I always knew Kevin had this skill-set: After our wedding, he built a spice rack and kitchen shelves for the glass jars I stored our bulk foods in. He installed a skylight in our dark kitchen, and wired up a garbage disposal.
I painted rooms and sewed things I couldn’t afford to buy: tent-repair and seat covers for my car. I was proud of the results, but the activities were work and I wasn’t particularly skilled or fufilled undertaking them.
I appreciated the outcome of my husband’s projects—and so did his sisters, brothers, and mother as he made many repairs at their homes—but I didn’t understand that working this way for him was profoundly creative and joyful.
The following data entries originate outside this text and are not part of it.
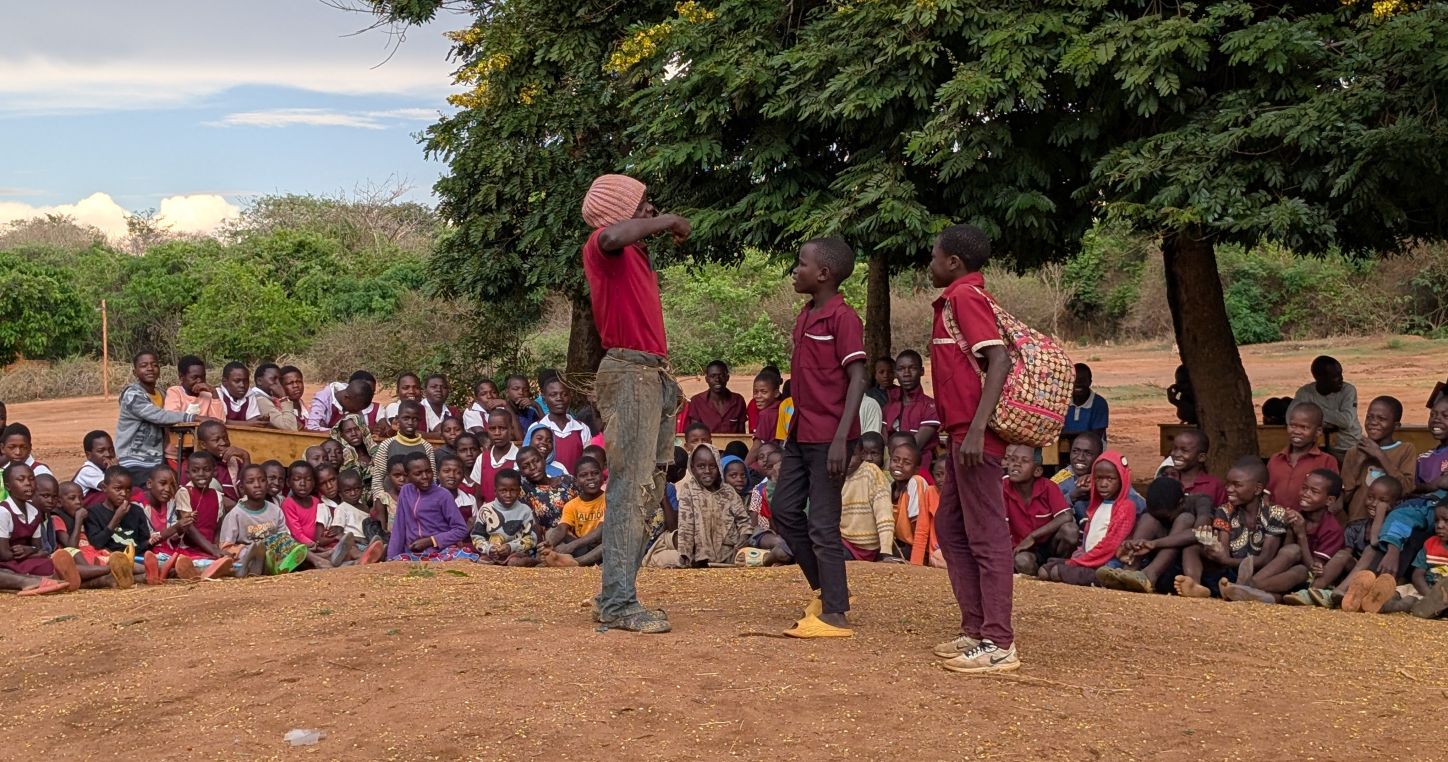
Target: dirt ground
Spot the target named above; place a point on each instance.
(468, 662)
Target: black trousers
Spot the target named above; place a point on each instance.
(813, 535)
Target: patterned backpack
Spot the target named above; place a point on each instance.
(1038, 387)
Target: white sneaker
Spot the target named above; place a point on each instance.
(985, 658)
(954, 648)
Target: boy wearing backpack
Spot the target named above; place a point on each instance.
(970, 501)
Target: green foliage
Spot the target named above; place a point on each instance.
(242, 315)
(42, 315)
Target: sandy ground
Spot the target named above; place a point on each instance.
(466, 662)
(1133, 378)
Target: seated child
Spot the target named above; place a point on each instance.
(404, 442)
(175, 546)
(503, 454)
(543, 493)
(713, 522)
(577, 541)
(1379, 454)
(1289, 468)
(1109, 520)
(20, 528)
(449, 477)
(1248, 532)
(1036, 512)
(1189, 459)
(100, 454)
(503, 529)
(866, 512)
(1148, 561)
(429, 526)
(119, 526)
(915, 504)
(15, 448)
(435, 403)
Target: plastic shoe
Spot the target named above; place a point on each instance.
(810, 627)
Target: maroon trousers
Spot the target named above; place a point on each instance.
(976, 543)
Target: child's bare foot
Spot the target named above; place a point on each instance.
(1382, 591)
(65, 570)
(122, 570)
(559, 561)
(1358, 584)
(1190, 588)
(1244, 593)
(45, 587)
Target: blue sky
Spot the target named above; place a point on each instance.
(194, 106)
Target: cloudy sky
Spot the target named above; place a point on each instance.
(194, 106)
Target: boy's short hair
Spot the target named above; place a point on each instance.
(1164, 494)
(91, 438)
(1334, 481)
(836, 255)
(1312, 409)
(1393, 486)
(1253, 465)
(967, 244)
(15, 429)
(1393, 403)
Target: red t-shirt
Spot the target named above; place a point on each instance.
(727, 422)
(827, 342)
(957, 384)
(624, 291)
(1024, 517)
(1285, 480)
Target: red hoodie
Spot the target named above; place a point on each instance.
(1106, 528)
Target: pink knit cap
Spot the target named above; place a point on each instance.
(611, 199)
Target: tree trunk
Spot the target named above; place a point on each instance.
(1224, 394)
(585, 349)
(878, 307)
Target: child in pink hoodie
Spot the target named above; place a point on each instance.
(1109, 520)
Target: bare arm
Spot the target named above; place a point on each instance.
(632, 231)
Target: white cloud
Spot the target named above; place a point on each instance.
(322, 118)
(196, 213)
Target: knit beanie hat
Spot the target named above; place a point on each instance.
(611, 199)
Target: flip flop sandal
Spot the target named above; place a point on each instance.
(810, 627)
(1357, 588)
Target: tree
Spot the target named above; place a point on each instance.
(42, 315)
(539, 120)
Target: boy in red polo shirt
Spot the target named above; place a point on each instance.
(970, 522)
(910, 410)
(637, 399)
(1289, 468)
(827, 386)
I didn’t understand when he arrived home two hours late from remodeling at a relative’s house apologizing that he’d lost complete track of time how that was even possible. Wasn’t he—like I would’ve been—counting the minutes until he finished and could pack up?
Now I get it. This last year has shown me. Building for my husband is what writing is for me: An act of creativity that can demand all your focus and attention, that can suck you in for hours as you configure and re-configure, arrange and rearrange, gladly examine minutia, revise, edit, tear up everything you’ve done, and start over repeatedly until you get it right, or at least closer to the vision in your mind’s eye.
Finally after years of reluctance, I’m entering this world he loves. And it’s only fair, since I’ve asked Kevin to read my rough drafts and attend poetry readings with me for years.
My husband is teaching me the names of tools and how to use them. I’m not strong, coordinated, or practiced, and it shows in my work, slow and amateurish—not unlike my first efforts at poetry and short stories.
Kevin, on the other hand learned to use a hammer when he was three, a lifetime of practice and dedication to this craft (even when it took a backseat to his career and family obligations) under his tool-belt.
Sharing crowbars, stepladders, and Pandora radio stations, we spend our days visioning and re-visioning this house and the life we are creating here, taking our two main characters, placing them in this setting, tearing down walls, building up others, job-hunting, waiting, and writing.
Anything can happen next, and when it does, it might—like our walls—merely be a suggestion accompanied by the tagline: Feel free to edit.